Step 6. Summarize and resolve. Finally, the agent consolidates all findings into a clear, actionable summary. This includes identifying the root cause, providing evidence and offering a multi-layered resolution plan with immediate fixes, alternative solutions and long-term improvements. This comprehensive summary can then be used for stakeholder communication or ticket creation.

Key learnings

We definitely have a few key learnings from the MCP-enabled incident investigation experience. They include:

Performance and cost efficiency

Federated search via MCP delivers powerful real-time context but comes at a higher token cost compared to traditional RAG-based indexed search.
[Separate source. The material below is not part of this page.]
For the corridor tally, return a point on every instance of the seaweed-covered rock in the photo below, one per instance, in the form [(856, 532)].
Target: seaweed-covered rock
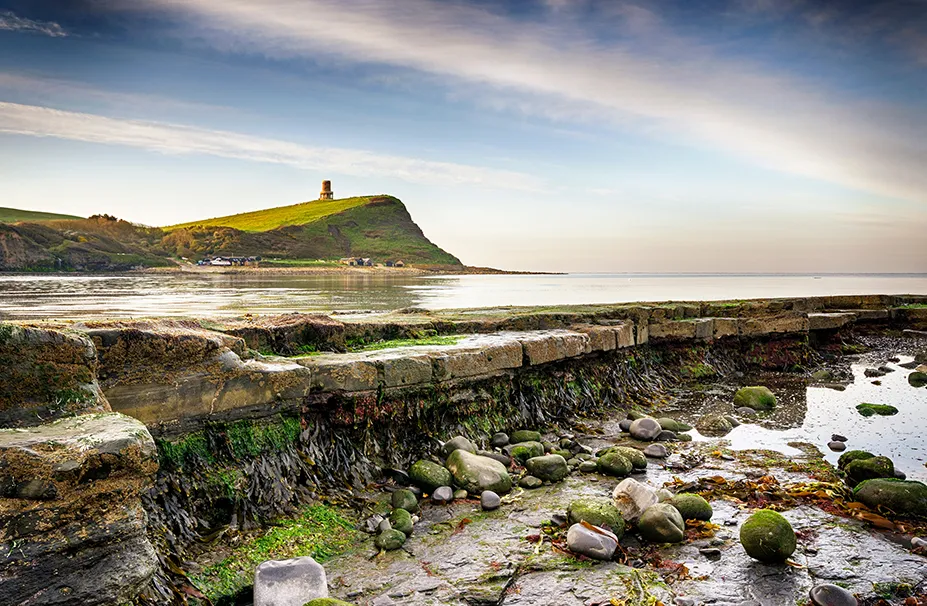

This occasionally led to degraded performance and inconsistent outcomes, underscoring the need for smarter cost-control strategies in prompt execution.

Smarter triage by leveraging RAG: 

Augmenting MCP with RAG-enabled indexed search from historical investigations proved highly effective. It provided context-rich triage plans, improving relevance, efficiency and the initial direction of investigations.

Security gaps

The current solution lacks essential security capabilities, including access controls, identity management and auditing. Integrating these safeguards is critical to make MCP solutions enterprise-ready.

User experience

Lengthy, unstructured interactions with AI agents placed a significant cognitive burden on human operators. The absence of summarization, UX hints, decision support or guided workflows highlighted the urgent need for a better user experience layer.

Prompt specificity is paramount

The precision of AI outputs was directly tied to the clarity of prompts. Vague instructions like “diagnose the workload” often led to hallucinations, while context-rich prompts — including logs, error codes and timeframes — produced accurate and actionable insights. This reinforces that prompt engineering is essential to model performance.

AI excels at synthesizing complex scenarios

The model demonstrated a powerful ability to go beyond simple data retrieval. It successfully correlated data across different domains (logs, traces, metrics) to create a holistic narrative. Its creation of the "Failure Cascade Pattern" is a prime example of its ability to synthesize a complex chain of events into an easily digestible concept, a task that’s highly time-consuming for human agents.

A transparent thought process builds trust

A key differentiator in successful interactions was the AI's narration of its own workflow (e.g., "Let me start by..."). Transparency into its "thought process" builds confidence and allows the engineer to understand how the AI reached its conclusions, making it a more effective and trustworthy partner in a diagnostic scenario.

Drastic reduction in time-to-resolution

For well-defined investigations, the experiment confirmed that the AI could deliver a detailed RCA with actionable recommendations in minutes. This represents a significant reduction from the hours an engineer might typically spend on manual data correlation. There is clearly significant business value in accelerating incident response.

Looking ahead: AI as an investigational companion

We believe AI is redefining the future of IT operations. Its impact is deeper and more transformative than many realize. While technologies like LLMs and RAG have bolstered AI systems with indexed and contextual search, MCP takes this even further, enabling federated, real-time access to live enterprise systems. This shift elevates AI agents from passive responders to proactive, investigative companions that operate with timely and system-aware intelligence.

When combined with powerful telemetry technologies like eBPF, MCP-enabled AI agents unlock a new paradigm in incident investigation — moving from static analysis to dynamic, context-rich reasoning. 

At Thoughtworks Managed Services, we continuously integrate best-in-class AI technologies to enhance operational excellence — helping clients reduce costs while maintaining high service reliability.

AI, when properly supported, becomes more than a tool — it becomes a true partner in detection, diagnosis and prevention.